The cost-minimizing input combination is where the isoquant is tangent to the lowest possible isocost line. At that tangency, the slopes of the two curves are equal: the marginal rate of technical substitution (MRTS = MPL/MPK) equals the input price ratio (w/r). You can read this condition as a no-arbitrage rule: if MPL/MPK > w/r, you can produce the same output more cheaply by substituting labor for capital (labor buys more output per dollar than capital does). You keep substituting until the productivity ratios equal the cost ratios — at which point no further profitable rearrangement is possible.
Now trace what happens when an input price changes. Suppose the wage w rises. The isocost line rotates — it becomes steeper (slope -w/r is now more negative). The tangency point shifts along the isoquant toward more capital and less labor: the firm substitutes away from the now-more-expensive input. This movement traces out the factor demand curve for labor: as w rises, quantity of labor demanded falls. The factor demand curve for an input is therefore a derived demand — it reflects not a preference for labor per se, but the demand for the output that labor helps produce.

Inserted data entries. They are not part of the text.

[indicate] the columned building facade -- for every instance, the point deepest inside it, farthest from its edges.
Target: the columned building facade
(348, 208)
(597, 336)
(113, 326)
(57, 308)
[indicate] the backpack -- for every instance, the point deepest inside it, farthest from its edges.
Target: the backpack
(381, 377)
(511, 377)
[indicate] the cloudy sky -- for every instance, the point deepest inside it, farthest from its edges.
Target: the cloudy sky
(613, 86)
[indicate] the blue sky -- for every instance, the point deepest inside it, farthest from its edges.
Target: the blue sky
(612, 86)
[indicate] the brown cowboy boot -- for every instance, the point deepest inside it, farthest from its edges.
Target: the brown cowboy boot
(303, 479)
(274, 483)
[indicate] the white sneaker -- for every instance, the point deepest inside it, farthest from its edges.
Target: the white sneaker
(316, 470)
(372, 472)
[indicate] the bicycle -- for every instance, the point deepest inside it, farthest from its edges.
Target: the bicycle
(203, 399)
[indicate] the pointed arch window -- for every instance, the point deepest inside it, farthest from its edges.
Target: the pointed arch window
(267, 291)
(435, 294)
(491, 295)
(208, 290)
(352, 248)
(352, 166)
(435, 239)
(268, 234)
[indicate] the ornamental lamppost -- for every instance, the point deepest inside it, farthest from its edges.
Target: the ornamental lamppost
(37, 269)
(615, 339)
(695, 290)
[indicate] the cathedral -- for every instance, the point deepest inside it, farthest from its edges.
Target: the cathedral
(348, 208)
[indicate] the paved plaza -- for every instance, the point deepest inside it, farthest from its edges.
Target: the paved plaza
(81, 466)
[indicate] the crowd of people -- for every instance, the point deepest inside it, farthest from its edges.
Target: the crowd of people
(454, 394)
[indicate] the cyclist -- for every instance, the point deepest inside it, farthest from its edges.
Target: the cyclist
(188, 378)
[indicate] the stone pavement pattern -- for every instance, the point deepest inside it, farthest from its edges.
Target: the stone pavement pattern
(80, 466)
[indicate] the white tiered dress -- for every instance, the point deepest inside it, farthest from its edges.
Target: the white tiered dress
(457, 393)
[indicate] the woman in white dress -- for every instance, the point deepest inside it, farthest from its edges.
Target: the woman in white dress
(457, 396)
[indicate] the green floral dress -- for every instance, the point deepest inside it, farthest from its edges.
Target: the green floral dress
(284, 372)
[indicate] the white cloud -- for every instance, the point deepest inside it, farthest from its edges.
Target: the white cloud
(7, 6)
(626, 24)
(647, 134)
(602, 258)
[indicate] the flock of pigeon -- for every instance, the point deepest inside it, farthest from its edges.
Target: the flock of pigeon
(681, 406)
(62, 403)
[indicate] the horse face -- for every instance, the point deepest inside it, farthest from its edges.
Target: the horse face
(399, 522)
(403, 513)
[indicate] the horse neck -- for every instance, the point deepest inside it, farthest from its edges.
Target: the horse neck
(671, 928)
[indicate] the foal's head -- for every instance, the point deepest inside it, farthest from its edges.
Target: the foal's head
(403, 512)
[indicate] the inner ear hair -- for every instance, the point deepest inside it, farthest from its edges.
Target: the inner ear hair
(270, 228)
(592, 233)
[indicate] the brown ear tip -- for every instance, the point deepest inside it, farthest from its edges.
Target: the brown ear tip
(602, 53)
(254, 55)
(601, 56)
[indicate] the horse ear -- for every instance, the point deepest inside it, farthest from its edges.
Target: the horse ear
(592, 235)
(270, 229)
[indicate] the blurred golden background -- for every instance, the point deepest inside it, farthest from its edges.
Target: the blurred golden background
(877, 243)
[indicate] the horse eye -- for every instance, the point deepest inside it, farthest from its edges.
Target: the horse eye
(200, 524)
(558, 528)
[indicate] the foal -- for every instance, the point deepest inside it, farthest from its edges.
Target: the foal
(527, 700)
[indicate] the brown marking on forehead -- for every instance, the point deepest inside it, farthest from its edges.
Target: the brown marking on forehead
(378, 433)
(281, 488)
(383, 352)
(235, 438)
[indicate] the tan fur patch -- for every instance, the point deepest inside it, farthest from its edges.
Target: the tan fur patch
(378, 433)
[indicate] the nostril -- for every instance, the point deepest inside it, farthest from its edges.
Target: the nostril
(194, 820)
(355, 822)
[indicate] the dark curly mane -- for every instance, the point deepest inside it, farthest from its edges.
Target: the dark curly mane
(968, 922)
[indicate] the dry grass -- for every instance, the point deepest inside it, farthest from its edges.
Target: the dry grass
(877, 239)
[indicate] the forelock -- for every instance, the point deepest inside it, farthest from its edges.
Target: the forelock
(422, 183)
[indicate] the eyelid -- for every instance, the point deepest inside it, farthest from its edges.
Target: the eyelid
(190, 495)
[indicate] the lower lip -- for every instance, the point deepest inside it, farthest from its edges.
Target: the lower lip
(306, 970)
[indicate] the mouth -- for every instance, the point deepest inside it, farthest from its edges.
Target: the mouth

An important subtlety: cost minimization as studied here is a constrained optimization at a fixed output level. It tells you the cheapest way to produce Q units, not how much to produce. The firm's actual output decision (choosing Q to maximize profit, where MR = MC) is a separate step. But the cost-minimizing input choices at every output level generate the firm's cost function — the foundation for all long-run cost analysis. As output scales up, the cost-minimizing input bundle traces an expansion path through input space, which determines how average costs behave as the firm grows.